I thought this year, it would be fun to try a rainbow. I’ve played around with different abstract paint pulls. And I encourage you to play around and see what you can come up with. Lay down dots and dashes and small lines of paint, and pull them across, down, or around your paper.
Masking tape is great to create neat edges, and also for placing paint when you want a shape or color to start at an edge.
You can use paint left on your card to pull as fun design on an opposite blank page, or keep laying down more color on the same page.
As I always say, HAVE FUN. Let yourself get absorbed in the process. Don’t worry about the product. This type of project will always have a level of unpredictability. And that’s great. Get curious. And get creative. Experiment.
When we take time to do things like this, we don’t just give ourselves the opportunity to enjoy ourselves and practice creative self-care, we also LEARN. Taking time to make art is not a waste of time.
Take some time to play
We are wired for creativity. Made in the Image of the Creator. Physical art isn’t for everyone. But when we’re not exercising our creativity in ways that are meaningful to us and that we enjoy we can’t be as healthy as we would be otherwise.

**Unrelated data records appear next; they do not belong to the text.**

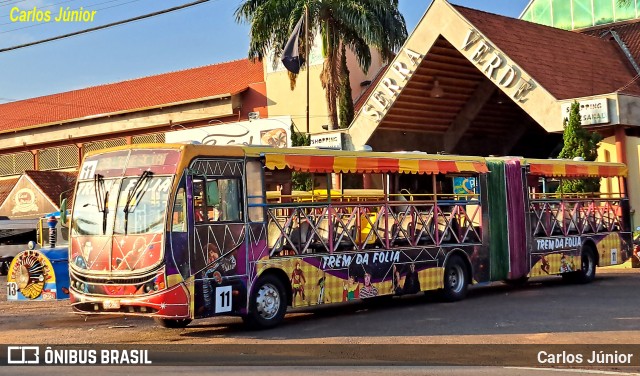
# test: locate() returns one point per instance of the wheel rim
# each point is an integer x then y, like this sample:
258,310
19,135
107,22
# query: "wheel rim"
268,301
456,278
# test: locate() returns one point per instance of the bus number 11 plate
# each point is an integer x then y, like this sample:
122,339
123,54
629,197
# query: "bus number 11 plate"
223,299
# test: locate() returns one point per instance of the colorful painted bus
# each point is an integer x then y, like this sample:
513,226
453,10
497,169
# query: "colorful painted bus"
179,231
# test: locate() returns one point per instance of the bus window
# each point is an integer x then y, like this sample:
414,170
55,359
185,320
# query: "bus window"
223,200
255,197
199,204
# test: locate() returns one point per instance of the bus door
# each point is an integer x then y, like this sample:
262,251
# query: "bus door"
217,238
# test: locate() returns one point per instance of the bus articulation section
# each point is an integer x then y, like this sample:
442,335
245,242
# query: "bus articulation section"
180,232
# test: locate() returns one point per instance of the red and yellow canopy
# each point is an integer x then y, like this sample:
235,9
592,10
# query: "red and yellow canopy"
375,164
576,169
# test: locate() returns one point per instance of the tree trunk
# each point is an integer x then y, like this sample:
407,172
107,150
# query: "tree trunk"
330,77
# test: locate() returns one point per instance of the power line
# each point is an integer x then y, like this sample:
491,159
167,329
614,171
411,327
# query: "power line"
144,16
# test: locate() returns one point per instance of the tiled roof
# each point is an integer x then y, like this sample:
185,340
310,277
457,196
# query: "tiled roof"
567,64
363,97
147,92
5,188
629,32
54,183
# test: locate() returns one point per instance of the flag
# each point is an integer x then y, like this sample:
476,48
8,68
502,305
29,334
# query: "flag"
291,58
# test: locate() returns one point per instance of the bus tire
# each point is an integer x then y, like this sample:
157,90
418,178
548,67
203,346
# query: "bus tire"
587,272
172,323
518,282
267,304
455,279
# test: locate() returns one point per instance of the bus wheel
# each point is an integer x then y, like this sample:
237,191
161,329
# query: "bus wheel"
587,272
518,282
455,279
171,323
268,303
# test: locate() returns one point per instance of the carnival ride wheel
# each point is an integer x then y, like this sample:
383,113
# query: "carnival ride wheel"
29,275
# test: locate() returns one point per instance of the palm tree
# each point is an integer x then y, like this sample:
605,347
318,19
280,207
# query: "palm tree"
357,24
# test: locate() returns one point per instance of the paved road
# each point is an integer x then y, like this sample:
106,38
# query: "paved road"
544,313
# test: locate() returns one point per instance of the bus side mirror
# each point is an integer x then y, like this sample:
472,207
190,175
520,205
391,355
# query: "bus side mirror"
63,212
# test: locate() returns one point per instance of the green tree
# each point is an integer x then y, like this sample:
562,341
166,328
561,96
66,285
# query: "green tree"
345,100
300,181
357,24
579,142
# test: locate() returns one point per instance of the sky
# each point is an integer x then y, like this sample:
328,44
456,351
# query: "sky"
201,35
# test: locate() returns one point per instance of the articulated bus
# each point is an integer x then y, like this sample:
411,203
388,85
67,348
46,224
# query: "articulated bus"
180,232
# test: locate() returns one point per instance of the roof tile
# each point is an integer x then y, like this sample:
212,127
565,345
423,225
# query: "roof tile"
224,78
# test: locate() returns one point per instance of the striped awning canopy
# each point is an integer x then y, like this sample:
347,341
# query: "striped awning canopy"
576,169
375,163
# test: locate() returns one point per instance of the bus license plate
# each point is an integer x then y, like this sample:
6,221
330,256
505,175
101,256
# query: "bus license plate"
111,304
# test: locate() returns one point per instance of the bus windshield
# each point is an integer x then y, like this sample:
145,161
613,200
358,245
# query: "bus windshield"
121,206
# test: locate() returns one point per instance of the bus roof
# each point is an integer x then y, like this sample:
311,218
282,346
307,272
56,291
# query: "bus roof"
576,169
327,161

I gave up art-making for years. I knew what a difference making art had on my mental health, yet I still believed that there were other things that were more important. I don’t know that there’s much more important than our mental health, but… yeah…
I have been so much healthier since reclaiming my creativity and choosing to make art a regular practice.
You may have heard me say that it was a result of #The100DayProject in 2022 when I made my first art journal. Despite not even really knowing what an art journal is. But. One thing about art journals is there are no rules. So it was all good.
And out of my experience with #The100DayProject and #My100DayArtJournal in 2022. I started the 52-Week Art Journal Journey, and now Better With Art because I need to share with others what I have found.
For those of us who need to make art, well, we need to make art.
How I gave myself permission to establish an art-making practice
I needed a reason. I needed a way to give myself permission to take the time. And for me that year it was #The100DayProject.
And I hope that throughout the 52-Week Art Journal Journey I have encouraged others to make that choice. That very healthy choice to make art regularly. And that’s why I continued with Better With Art. Because we are better with art.
And if you’re reading this the day this prompt goes live, it’s February 18. The first day of #The100DayProject2024. I’ve decided to participate again. Each day for 100 days I’ll be sharing a different type of collage paper that I’m making. And at the end I will invite anyone who would like to come along with me to learn to get more comfortable with intuitive collage-making to make collage with me.
I really enjoyed making this week’s video, and having another one go beautifully differently. I love the two-page spread of paint play. And I hope you enjoy having your own fun.